First of all, let me declare that this article is for people who want to get married. If you are really a strong non-marriageism, it has nothing to do with you. ....
Many people are dissatisfied with the word "leftover woman", thinking that this is a belittlement of women and that there is no leftover woman, but I admit that I am a leftover woman.
Stop lying to yourself anymore. The reason why everyone has not gotten married is that the kind of people you want to marry look down on you, and you don’t want to look down on you? In fact, your confidence is given by those men who look down on you and lick you on their zodiac wire, but they really meet your ideals. They don’t want you at all. From this perspective, you are a woman. You can do it if you don’t want to. You can be backward compatible, but will you be backward compatible? You won't. So you are a long-lasting problem.
My understanding is: People should still have the courage to face some problems. When adults are adults, don’t let others talk about your flaws. If you don’t face your problems, you will never improve. As an older single woman, I know my shortcomings: I look average, work non-system, family conditions, and bad personality and temper.
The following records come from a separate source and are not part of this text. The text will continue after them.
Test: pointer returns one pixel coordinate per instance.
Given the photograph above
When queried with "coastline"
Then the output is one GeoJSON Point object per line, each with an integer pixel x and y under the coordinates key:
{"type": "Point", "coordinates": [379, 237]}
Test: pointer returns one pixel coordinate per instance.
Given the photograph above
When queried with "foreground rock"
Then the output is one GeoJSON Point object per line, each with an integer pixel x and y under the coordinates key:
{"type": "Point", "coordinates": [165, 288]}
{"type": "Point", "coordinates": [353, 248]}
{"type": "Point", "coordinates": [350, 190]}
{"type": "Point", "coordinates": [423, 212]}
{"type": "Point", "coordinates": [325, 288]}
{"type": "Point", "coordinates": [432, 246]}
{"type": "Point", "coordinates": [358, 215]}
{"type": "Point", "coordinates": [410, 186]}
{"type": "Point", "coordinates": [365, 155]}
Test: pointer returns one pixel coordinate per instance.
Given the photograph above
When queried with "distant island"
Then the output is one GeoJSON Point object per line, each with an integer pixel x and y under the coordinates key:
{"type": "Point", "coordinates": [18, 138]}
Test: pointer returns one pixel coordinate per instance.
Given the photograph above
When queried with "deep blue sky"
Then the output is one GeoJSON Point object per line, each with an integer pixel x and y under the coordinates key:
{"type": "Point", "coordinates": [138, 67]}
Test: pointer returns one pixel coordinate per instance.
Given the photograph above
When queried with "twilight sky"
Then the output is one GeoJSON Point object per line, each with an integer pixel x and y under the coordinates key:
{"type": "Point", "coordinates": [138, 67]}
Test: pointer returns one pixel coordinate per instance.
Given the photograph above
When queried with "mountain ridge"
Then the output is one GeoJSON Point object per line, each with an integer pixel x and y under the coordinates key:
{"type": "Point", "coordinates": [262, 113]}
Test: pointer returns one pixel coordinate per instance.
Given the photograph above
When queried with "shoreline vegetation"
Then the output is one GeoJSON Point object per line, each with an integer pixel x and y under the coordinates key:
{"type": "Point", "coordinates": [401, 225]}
So, I have thought of a way out. First, either change yourself and improve yourself. But age is a flaw for women, and also looks. This is a genetic problem and cannot be changed. The only thing that can be improved is your own work, and things cannot be changed. The only thing that can be improved is your job, career, and change your personality and temper. Second, if none of the above can be done, then make some sacrifices on the conditions for choosing a partner to see if you can just put it in a little bit? After all, if you really want to get out of singleness and start a family, you have to make some sacrifices, because you have to pay the price to get something. Third, if you can’t do either of the above points, then give up this path completely, adopt a child, or make more money to support your elderly care, and stop getting involved in topics such as leftover women and men. Is this necessary? Isn't this a waste of time?
In fact, many women are stubborn, saying that men are more willing to get married, and men are the beneficiaries. This depends on what angle you look at. If a tall, rich and handsome man is willing to marry you, aren’t you the beneficiary? However, he is not a complaint, a rich and handsome man. Both men and women need marriage to stabilize their lives and gain a sense of belonging. If you don’t want a man you don’t find an ideal, you start scolding men for being low in basic terms. Isn’t this just passing the blame? As an adult, it is time to mature, and one's own responsibilities must be faced with it.
is OK, let’s get to the code here. This is my recent summary of my experience.